A local teacher had an up close and personal encounter with a cougar while out for a morning jog in Hagensborg four weeks ago. Amanda Racher was running the Hagensborg Loop Trail, a five-kilometer loop from SAMS School to Nookliklonnic Creek, at about seven a.m. when she heard a noise behind her.
“I was very aware of my surroundings because I know there’s always a possibility of encountering a predator,” Racher explains. “But it’s also so rare, I felt it was highly unlikely that it would actually happen.”
Racher initially thought the noise was a grouse, but as she turned to look she came face-to-face with a cougar, which was staring her down from about two or three body lengths away.
“I immediately stopped running and turned to face it,” she said. “I began to think of all the things you are supposed to do when you encounter a cougar, so I started to yell and scream as loud as I could.”

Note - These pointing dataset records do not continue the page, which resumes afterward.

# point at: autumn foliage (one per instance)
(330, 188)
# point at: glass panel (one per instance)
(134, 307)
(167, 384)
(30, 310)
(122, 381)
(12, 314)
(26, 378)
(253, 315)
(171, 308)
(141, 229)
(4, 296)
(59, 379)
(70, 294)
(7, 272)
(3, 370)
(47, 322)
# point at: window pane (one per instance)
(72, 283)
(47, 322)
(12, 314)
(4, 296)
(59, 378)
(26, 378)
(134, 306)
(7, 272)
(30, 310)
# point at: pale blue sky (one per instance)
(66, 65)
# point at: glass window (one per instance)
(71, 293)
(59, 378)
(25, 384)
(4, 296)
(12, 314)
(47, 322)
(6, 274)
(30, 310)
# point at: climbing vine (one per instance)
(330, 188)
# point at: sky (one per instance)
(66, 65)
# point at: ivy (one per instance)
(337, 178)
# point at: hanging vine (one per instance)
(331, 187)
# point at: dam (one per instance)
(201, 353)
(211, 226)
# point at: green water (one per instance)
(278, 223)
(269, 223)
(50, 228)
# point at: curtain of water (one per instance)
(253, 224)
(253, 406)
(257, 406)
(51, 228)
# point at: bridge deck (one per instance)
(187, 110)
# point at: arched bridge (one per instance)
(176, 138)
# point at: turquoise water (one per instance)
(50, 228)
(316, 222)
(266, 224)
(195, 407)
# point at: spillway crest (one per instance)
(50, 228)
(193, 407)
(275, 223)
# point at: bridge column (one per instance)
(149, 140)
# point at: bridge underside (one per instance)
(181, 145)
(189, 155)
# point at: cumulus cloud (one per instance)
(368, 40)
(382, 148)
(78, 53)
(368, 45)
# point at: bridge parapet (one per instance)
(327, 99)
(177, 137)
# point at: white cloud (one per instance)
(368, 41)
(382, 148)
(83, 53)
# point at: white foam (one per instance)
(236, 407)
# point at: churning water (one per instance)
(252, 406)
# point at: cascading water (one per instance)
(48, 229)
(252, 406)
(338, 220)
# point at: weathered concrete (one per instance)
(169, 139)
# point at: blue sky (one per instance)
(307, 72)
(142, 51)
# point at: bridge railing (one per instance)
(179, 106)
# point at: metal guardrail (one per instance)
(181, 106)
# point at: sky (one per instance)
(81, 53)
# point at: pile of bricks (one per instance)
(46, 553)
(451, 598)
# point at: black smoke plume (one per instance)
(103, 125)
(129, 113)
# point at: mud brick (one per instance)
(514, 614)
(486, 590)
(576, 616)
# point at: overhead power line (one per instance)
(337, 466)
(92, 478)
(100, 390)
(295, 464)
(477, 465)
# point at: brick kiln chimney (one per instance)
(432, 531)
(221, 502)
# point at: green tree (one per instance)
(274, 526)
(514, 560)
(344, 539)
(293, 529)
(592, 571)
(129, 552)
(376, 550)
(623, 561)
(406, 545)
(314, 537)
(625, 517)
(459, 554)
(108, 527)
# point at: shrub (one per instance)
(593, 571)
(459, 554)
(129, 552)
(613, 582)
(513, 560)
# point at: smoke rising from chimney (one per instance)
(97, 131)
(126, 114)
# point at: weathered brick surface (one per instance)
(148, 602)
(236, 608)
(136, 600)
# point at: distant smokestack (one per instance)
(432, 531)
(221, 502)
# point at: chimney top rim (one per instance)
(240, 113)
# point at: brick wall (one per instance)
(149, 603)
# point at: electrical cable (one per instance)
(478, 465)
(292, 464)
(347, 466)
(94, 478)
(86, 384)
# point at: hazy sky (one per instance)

The cougar didn’t flinch. “It certainly did not look scared,” Racher said. “It made no indication that it was going to run off.” This was in sharp contrast to the bear encounters she’d had in the past, and quickly threw into another state of mind. As soon as she was able, she picked up a big stick and a rock, waving them around in front of her for protection. It didn’t seem to make a difference.
“I quickly realized that it was not giving up,” she said. “So I just maintained eye contact and kept backing up.” She had a lot of backing up to do. While the trail normally takes her 40 minutes at a run, she was now walking backwards and had met the cougar only 10 minutes in.
Heading west towards Nookliklonnic, she knew that she would come close to properties if she kept on in that direction. So she began to yell periodically in hopes that someone might hear her. Unfortunately, the yelling resulted in the cougar baring its teeth and hissing at her.
“It was maintaining a consistent behaviour of just following me at a distance of two or three body lengths,” she said.” The only difference was that it would bare its teeth and hiss when I yelled. I didn’t like seeing its teeth, but I needed to yell just in case someone heard me.”
Eyes locked, the stalking continued. “I had a lot of time to think about what I would do if the cougar did attack,” she said. “I just had to make up my mind that if it did attack, I would deal with it.”
Racher decided that the best thing to do was to try and maintain the status quo. “After a considerable time, I decided not to throw anything at it,” she said. “Its behaviour was so consistent, I didn’t want to antagonize it and provoke an attack.”
Still a long ways from coming out of the trail at Nookliklonnic Creek, she decided to take a chance and chose an offshoot of the trail that she knew would lead her closer to properties, and hopefully someone to help.
Racher estimates she spent about 30 to 35 minutes with the cougar, giving her lots of time to check it out. “I think it was a younger animal, maybe two years old,” she said. “It looked healthy, but not filled out. It did not look sick or old.”
After what seemed like an eternity, she came to a fork in the trail and she knew was close to the back of the Shop Easy. Unfortunately, she hadn’t taken the trail for a while and was uncertain of the logistics. Was there a fence? A gate? Racher decided to take a risk and get out of the woods as soon as she could.
Fortunately, she did come upon the edge of a property and began screaming loudly. A man came out. “He said, ‘Can I help you?,’” Racher recalls. “I just screamed, cougar! I think there were some profanities at that point.”
The man had come out of the house carrying a fish bonker, and as soon as he saw the cougar he threw the fish bonker, while Racher threw her rock and stick. The cougar immediately ran off.
Racher and the man talked for a bit, and she realized she had to get to work. So, off she went. “I was in such a state of shock and adrenaline, I couldn’t process the event, and I can’t even pinpoint where I came out of the woods,” she said. “I don’t even remember the man’s name, but I think it was Vincent.”
Racher returned to her car and went to work at Acwalscta School. “I wasn’t even late,” she laughs. However, at the end of the workday, she felt the effects. “I felt totally overwhelmed, and wondered if it really happened?”
Given the exceptional circumstances, Racher feels very fortunate that she escaped without incident. But, she also notes that, as far as cougar behaviour, this one appeared to be ‘by the book.’ It was certainly intent on pursuing her, but once it felt seriously threatened, it took off.
In addition, Racher did everything right. The Ministry of Environment notes that in the past 100 years, a total of five people have been killed by cougars in BC. Many people have avoided cougar attacks by behaving as Racher did (facing the cougar, not running, using something to appear bigger, and being assertive) and many have survived cougar attacks by fighting back, something Racher is grateful she didn’t have to do.
After this experience, Racher’s perspectives have certainly changed, but mainly she just feels really lucky nothing bad happened. “It was a good reminder to always be ready,” she said. “And I would really like to extend a heartfelt thanks to Vincent, and since we can’t figure out who he is, it would be great if he could contact the paper so we could reconnect!”